Saturday, December 28, 2013

Kilmore Camp, 1912

Ru Jacobsohn of Ascot Vale is third from the left in this photo of the Kilmore Camp, 1912.  Photo courtesy of  Margery Burston.
Volunteer corps were preparing for armed conflict well before 1914.   The above photo shows volunteers of the Victorian Rifles.   Ru later became part of the 58 Inf Bn (Essendon Rifles), and joined the 7 Inf Bn, AIF in 1914.

Friday, December 27, 2013

Mourning card for Lieutenant Jack Jennings

Mourning card for Lt J E Jennings, courtesy of John Taylor
John Edgar (Jack) Jennings, who embarked with the 24 Inf Bn, was the son of a former Mayor of Essendon.    Jack fell at Bullecourt on 3 May 1917.  His name is included on the Villers-Bretonneux Memorial.  He was a highly regarded young man, and many tributes to him were published in the Essendon Gazette.

Tuesday, December 24, 2013

Sunday, December 15, 2013

Lt H V Wood memorialised in two cities

2 Lt Harry Vasey Wood.  Photo courtesy of Natalie Stone.
Harry Vasey Wood had an association with Box Hill/Nunawading prior to his parents' move to Essendon in 1914/15.  He is not widely memorialised in Essendon - he appears only on the Moonee Ponds Methodist Church Roll of Honour, and the Essendon Gazette Roll of Honour.  His name is memorialised more widely in Box Hill and Nunawading, which I learnt from the Whitehorse Historical Society website which has a link to a Diggers Database.

Harry had studied at the University of Melbourne, and was a dentist when he enlisted in the 29 Infantry Battalion in 1915.  He was killed in a raid near Bapaume in March 1917.
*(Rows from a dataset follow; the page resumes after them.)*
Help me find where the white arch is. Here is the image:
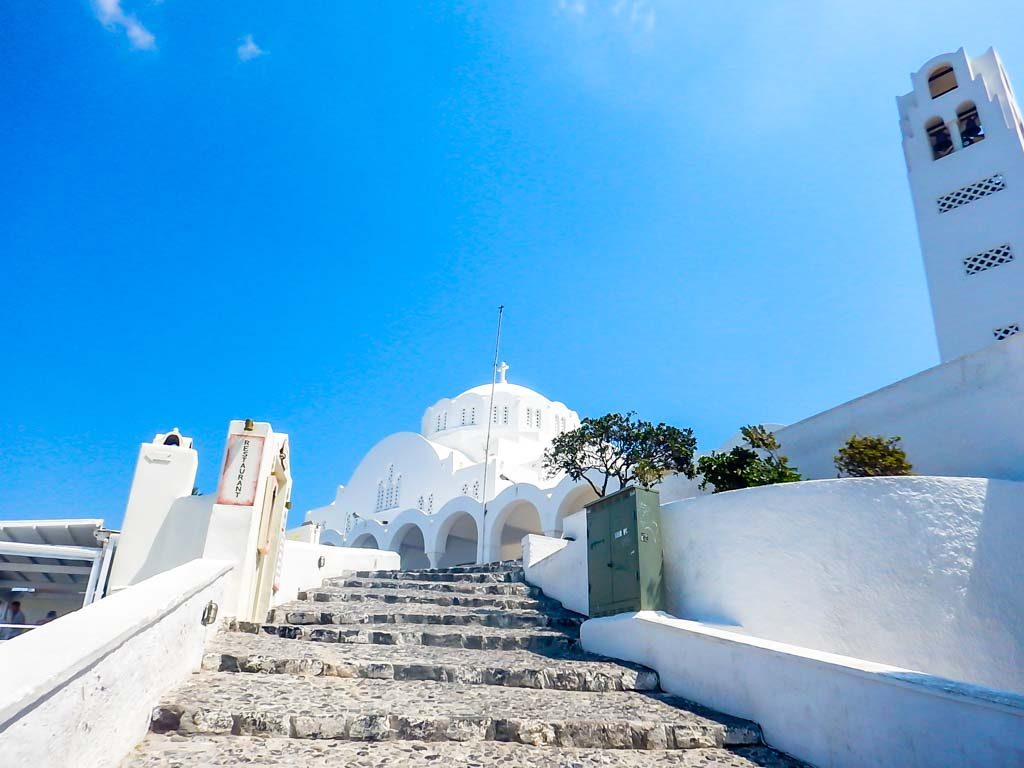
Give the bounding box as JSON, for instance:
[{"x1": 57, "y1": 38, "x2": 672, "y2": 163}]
[
  {"x1": 349, "y1": 531, "x2": 381, "y2": 549},
  {"x1": 480, "y1": 495, "x2": 546, "y2": 562},
  {"x1": 390, "y1": 522, "x2": 434, "y2": 570},
  {"x1": 346, "y1": 517, "x2": 387, "y2": 549},
  {"x1": 377, "y1": 509, "x2": 434, "y2": 552},
  {"x1": 427, "y1": 496, "x2": 483, "y2": 555},
  {"x1": 428, "y1": 510, "x2": 480, "y2": 568}
]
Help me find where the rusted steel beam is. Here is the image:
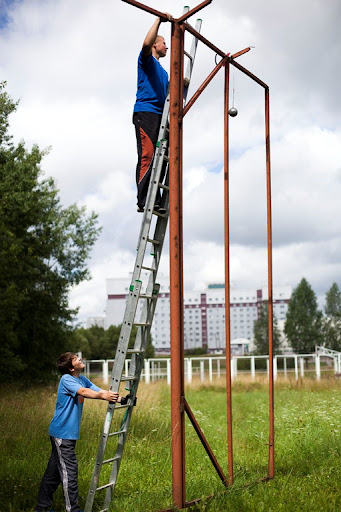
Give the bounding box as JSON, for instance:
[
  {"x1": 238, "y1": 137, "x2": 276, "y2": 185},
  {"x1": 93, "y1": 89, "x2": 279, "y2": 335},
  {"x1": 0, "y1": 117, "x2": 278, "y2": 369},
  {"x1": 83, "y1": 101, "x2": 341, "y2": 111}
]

Saturday, December 14, 2013

Putting out fires on the Western Front

3 Pioneer Battalion waiting at Port Melbourne to board the Karoo, 1916. AWM PB0514
When the War broke out in Europe, John Mathew Farrell was working on ships as a marine fireman.  He didn't join the AIF immediately, and Rod Martin, who tells his story, considers some of the reasons for this, as well as the pressures involved.    Although he enlisted from Scotia Street in Moonee Ponds, he was a country boy from Wangaratta, one of ten children.  Two of his brothers also served.    In his story, Rod describes the lot of the Pioneer, and John Farrell's part in putting out the fires on the Western Front.